As a senator and candidate for president, Barack Obama urged the US to take a tough stand against China over its foreign exchange system.

But more than a year since taking office, Obama’s administration is still weighing whether to launch formal action over the yuan in what could be the biggest - and riskiest - challenge by Washington to Beijing’s economic policies.

Although there is agreement among Western economists that the yuan is substantially undervalued, labelling China a currency manipulator could backfire on the United States, making it unlikely Obama will take that step soon.

“The Chinese might react quite badly to that. Maybe eventually the US may have to do it. But the question is whether it can do some things in the meantime to ensure it has more friends on its side,” said Arvind Subramanian, a senior fellow at the Peterson Institute for International Economics.

Obama brought concerns about China’s exchange rate back to the top of the US economic agenda last week when he said countries that undervalue their currency put the US at a huge competitive disadvantage.

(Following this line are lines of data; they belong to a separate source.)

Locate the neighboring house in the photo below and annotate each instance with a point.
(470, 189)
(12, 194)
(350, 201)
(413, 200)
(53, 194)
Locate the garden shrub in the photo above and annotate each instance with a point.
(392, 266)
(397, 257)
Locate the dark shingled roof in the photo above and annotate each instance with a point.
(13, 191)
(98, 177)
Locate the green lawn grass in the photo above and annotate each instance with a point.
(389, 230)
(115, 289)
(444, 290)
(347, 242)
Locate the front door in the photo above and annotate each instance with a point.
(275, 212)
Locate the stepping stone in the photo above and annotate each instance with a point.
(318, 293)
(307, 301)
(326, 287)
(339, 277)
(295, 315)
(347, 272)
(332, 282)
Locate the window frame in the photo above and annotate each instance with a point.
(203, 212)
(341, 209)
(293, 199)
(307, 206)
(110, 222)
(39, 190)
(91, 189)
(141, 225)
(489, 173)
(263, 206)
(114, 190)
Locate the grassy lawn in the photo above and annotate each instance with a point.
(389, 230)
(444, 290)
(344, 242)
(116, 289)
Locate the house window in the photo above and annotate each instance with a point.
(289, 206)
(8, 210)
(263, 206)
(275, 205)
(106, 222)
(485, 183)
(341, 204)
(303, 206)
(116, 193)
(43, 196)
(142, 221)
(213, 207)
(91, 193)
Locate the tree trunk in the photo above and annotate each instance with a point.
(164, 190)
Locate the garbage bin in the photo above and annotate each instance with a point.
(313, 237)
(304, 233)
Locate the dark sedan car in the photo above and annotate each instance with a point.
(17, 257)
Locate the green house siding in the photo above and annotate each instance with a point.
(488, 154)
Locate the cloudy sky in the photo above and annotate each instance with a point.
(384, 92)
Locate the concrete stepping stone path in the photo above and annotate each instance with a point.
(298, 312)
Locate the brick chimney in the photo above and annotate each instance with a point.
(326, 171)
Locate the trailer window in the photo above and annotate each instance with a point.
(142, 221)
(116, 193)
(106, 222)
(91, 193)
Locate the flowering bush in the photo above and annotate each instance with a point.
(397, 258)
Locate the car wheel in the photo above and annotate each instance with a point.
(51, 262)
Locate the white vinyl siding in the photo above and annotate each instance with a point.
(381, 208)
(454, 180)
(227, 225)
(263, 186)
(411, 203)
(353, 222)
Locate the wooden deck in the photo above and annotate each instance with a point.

The Peterson Institute, a Washington-based think tank, estimates the yuan is undervalued by as much as 25 per cent to 40 per cent, effectively subsidising China’s exports and taxing its imports at the expense of other countries.

China says its currency policy is an internal matter, driven mainly by the need to maintain rapid economic growth and provide jobs. It has held the yuan at about 6.83 to the US dollar since July 2008.

Obama’s comments have focused attention on whether he will formally label China as a currency manipulator in a semi-annual Treasury Department report due on April 15, a move that would likely inflame bilateral relations with China.

US-China ties already have been put to the test recently over Washington’s plan to sell about US$6.4 billion of arms to Taiwan, Google’s threat to quit China over censorship and hacking concerns and an expanding list of trade disputes.

Meanwhile, the United States needs China’s co-operation to rein in Iran’s nuclear programme, “a high-voltage foreign policy and security issue,” said Ed Gresser, trade policy director at the Democratic Leadership Council.

China is also the biggest creditor of the US. Senior Chinese military officers, in an interview published on Monday, urged their country to sell some US bonds to punish Washington for the planned arms sales to Taiwan.

Rather than act on his own, many believe Obama should enlist support from key emerging economies, like Brazil, India, Mexico and Turkey, that compete with China for exports and also suffer from its currency regime.

“I think there is concern about China’s currency practice around the world. Why not tap into that?” Subramanian said. The US cannot succeed if it acts unilaterally, he said, because China will not tolerate being seen as giving into pressure from its main rival for superpower status.

China, as a member of the Group of 20 leading industrialised and developing countries, has pledged to help address imbalances that have long plagued the global economy.

“The US should certainly continue its engagement with China ... but unilateral coercive measures would seem at odds with that agreed G20 plan and could well prove counterproductive,” said Daniel Price, a lawyer at Sidley Austin who worked on trade in the White House under former president George W. Bush.

Washington’s angst over value of the yuan goes back to at least 2002, when the US trade deficit with China first topped US$100 billion. Data released on Wednesday showed the trade gap with China narrowed 15 per cent last year to US$226.8 billion but was still the largest US trade deficit with any country.

Guanyu said...

Democrats hammered Bush for years over his handling of US policy towards the yuan. Those critics included Obama, who signed a petition in 2005 asking Bush to seek permission from the World Trade Organisation to file sanctions against China if it did not revalue the yuan by up to 40 per cent.

Bush refused, saying the US would have better luck persuading China to reform through diplomacy. In mid-2005, China did make some changes that allowed its currency to strengthen about 19 per cent over the next several years.

But a WTO case was still on the minds of some Democratic and Republican senators in March last year when they weighed Ron Kirk’s nomination to be US Trade Representative.

Kirk resisted taking a firm stand but promised the administration would “review China’s actions for consistency with its WTO obligations” and would pursue a case if that was the most effective means to address US concerns.

US trade officials said this week they were still reviewing the possibility of filing a case. But Gresser said he doubted that would happen.

“The WTO doesn’t have a formal agreement about currency. I think it would be a very difficult case to make. And if you lose, you would have kind of a validation of the Chinese currency system,” he said.

But if Obama does not label China a currency manipulator, union officials say he could face the same petition he signed in 2005.